The report by BW Research Partnership uses data based on the annual United States Energy and Employment Report in the fourth quarter of 2022.
After energy efficiency, the next largest clean energy segment was renewable electric power generation, which employs about one-fifth of the state’s clean energy workers.
All clean energy technology segments grew since 2018. Jobs in alternative transportation increased at the greatest rate, 28%, adding nearly 200 jobs. The renewable electric power generation segment – wind, geothermal, bioenergy and hydropower – added the greatest number, 300, between 2018 and 2022.

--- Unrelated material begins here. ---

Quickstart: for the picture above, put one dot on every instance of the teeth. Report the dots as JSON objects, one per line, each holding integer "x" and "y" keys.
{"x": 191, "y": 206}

Clean energy jobs encompass many occupations, such as construction workers, technicians who install or repair heating and cooling systems or electric devices; power distributors; architects; computer and information systems managers; and agricultural workers.
MEDIAN PAY ABOVE $25 AN HOUR
Median hourly pay in seven clean energy construction occupations were higher than $25 an hour in 2021, according to the “2022 Clean Energy Workforce Analysis Report” issued by the Governor’s Energy Office.
Among 31 production occupations, power distributors and dispatchers earned the highest median hourly pay, at $48, followed by first-line production supervisors and operating workers who were paid $32 an hour.
Architectural and engineering managers and computer and information systems managers had the largest hourly median pay – $60 – among professional services workers.
In agriculture, first-line supervisors of farming, fishing and forestry workers were paid the highest median hourly rate, at $24. Agricultural equipment operators and farm workers and laborer occupations had a median hourly pay of $15.
Mills last month vetoed legislation that would have required developers of clean energy projects to enter into an employer and employee “harmony agreement” with unions seeking to represent the developer’s employees at the project site. The governor said the measure was ambiguous and too far-reaching in scope.
The Maine AFL-CIO said the legislation was an “an attempt to ensure that new clean energy jobs, outside of construction, are good-quality, union jobs.”
Opponents, who included contractors and renewable energy developers, said the legislation would dissuade renewable energy development on state-owned land, invite legal challenges and “unduly delay project development or interfere with Maine’s clean energy targets.”